Most other benefit studies do not assume that traffic ceases completely and instead assume that although traffic continues to move, quality of service declines. For example, Kuemmel and Hanbali studied the benefits of the application of salt to de-ice roadways. Their assumption is that without de-icing salt, travelers will be delayed and roadways will become more hazardous. Kuemmel and Hanbali found that during the first four hours following the application of salt during a winter storm, the direct road user benefits were $6.50 for every $1.00 spent on maintenance operations ( [10] ). In addition, crash costs were found to decline by 88% following the application of deicing salt.

Morisugi et.al. measured the benefits of snow removal as function of travel time ( [11] ). Their methodology assumes that the quality (and cost) of winter maintenance is a function of the ability to keep the pavement as close to bare as possible. The authors also assume that the relative speed that a vehicle is able to travel is a function of the amount of snow and ice that covers the pavement, where bare is ideal and not plowing at all creates the worst condition. In other words, the researchers believe the benefit of snow removal is travel time savings (in comparison to the travel time without snow removal) and the cost is the cost of winter maintenance activity.

Perhaps, the most comprehensive benefit study was a Federal Highway Administration (FHWA) pooled fund study lead by the Utah Department of Transportation, where eleven Snow Belt states pooled their funds to create a comprehensive system to examine both the benefits of snow removal and the direct costs of winter maintenance, including the costs of externalities of winter maintenance (e.g., environment damage done by deicing chemicals) ( [12] ). The objective of the project was to develop a computer program that defines the optimal level of effort (number of trucks for a given set of highways) during a snowstorm of a specific intensity.

In developing such a computer program, the researchers’ intentions were to comprehensively gather the user costs from winter storms. They concluded that winter weather has impacts on several traffic characteristics and they attempted to quantify the impacts of snowy weather on crash rates, user delay, traffic volumes, and vehicle speeds. The computer program was to be developed in five modules. The modules were to be used to estimate the maintenance cost, the traffic and safety costs, environmental costs, and the costs of structural deterioration (bridge corrosion) and vehicle corrosion when achieving a given level of service on the highway.

The researchers calculated the additional delay as the difference between the speeds at the assumed level of winter maintenance service and the normal speed multiplied by the distance traveled. Speed was estimated using data from the member states for varying levels of snow covering the roadway (winter maintenance level of service).
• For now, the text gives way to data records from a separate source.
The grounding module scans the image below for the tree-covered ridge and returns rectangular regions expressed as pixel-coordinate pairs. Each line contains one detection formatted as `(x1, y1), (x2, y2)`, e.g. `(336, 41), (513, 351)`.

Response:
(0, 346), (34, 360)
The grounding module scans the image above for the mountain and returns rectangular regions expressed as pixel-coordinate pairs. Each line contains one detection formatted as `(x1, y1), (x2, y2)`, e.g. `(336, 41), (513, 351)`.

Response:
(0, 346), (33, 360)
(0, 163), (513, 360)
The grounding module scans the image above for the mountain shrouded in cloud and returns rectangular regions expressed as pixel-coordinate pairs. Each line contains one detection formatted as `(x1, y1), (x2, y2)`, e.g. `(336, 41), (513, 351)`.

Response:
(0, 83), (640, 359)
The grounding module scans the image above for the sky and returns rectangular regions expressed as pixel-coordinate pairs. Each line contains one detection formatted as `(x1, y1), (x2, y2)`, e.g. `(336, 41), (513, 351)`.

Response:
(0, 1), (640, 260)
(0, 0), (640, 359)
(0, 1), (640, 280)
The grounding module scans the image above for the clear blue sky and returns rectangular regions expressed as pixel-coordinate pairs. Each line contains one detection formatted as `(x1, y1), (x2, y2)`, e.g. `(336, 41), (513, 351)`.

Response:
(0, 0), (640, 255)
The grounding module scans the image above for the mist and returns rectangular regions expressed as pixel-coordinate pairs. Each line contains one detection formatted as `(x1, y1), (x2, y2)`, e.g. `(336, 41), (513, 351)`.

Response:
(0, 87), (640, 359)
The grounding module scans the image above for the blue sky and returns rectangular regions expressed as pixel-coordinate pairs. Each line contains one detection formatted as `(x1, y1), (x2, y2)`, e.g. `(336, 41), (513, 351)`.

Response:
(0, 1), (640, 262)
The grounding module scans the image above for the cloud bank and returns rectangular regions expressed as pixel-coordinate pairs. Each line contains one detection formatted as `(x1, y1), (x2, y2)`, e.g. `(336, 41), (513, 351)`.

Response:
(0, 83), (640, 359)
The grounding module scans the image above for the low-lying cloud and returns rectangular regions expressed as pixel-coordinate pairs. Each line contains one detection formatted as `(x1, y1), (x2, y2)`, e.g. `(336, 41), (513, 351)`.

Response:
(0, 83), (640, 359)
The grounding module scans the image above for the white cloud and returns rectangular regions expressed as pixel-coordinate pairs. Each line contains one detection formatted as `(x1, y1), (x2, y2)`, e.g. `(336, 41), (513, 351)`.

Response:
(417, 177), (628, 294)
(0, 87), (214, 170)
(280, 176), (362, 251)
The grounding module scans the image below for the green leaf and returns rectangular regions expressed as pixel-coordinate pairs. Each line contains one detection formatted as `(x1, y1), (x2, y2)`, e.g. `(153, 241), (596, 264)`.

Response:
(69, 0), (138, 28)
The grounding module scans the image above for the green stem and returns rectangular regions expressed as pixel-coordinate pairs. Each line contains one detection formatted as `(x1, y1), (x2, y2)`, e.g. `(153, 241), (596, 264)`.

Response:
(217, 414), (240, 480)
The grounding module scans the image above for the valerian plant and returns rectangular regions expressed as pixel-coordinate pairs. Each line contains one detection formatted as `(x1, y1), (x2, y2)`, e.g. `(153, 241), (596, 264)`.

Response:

This was then multiplied by a cost for comfort and convenience, operating costs to cars and trucks, and the wages lost through tardiness and absenteeism. The only operating costs included were the additional fuel consumed due to the greater wheel resistance from the snow.

Perceived personal discomfort by motorists was assumed to be equal to what they would pay to avoid a delay. The researcher uses a value of willingness to pay derived by another study. What motorists were willing to pay to avoid a delay was multiplied by the delay time to arrive at an estimate of the value of delay. The cost of tardiness (lost wages) was the delay time multiplied by an average wage rate.

The researchers attempted to link crash rates to level of service but the analysis failed because there were not sufficient data to perform the analysis. For this reason, crash costs were not included in the final economic analysis. Also not included in the economic analysis were environmental costs, structural deterioration, and corrosion, since these costs were hard to evaluate on a storm-by-storm basis as they are the result of long-term application of deicing chemicals.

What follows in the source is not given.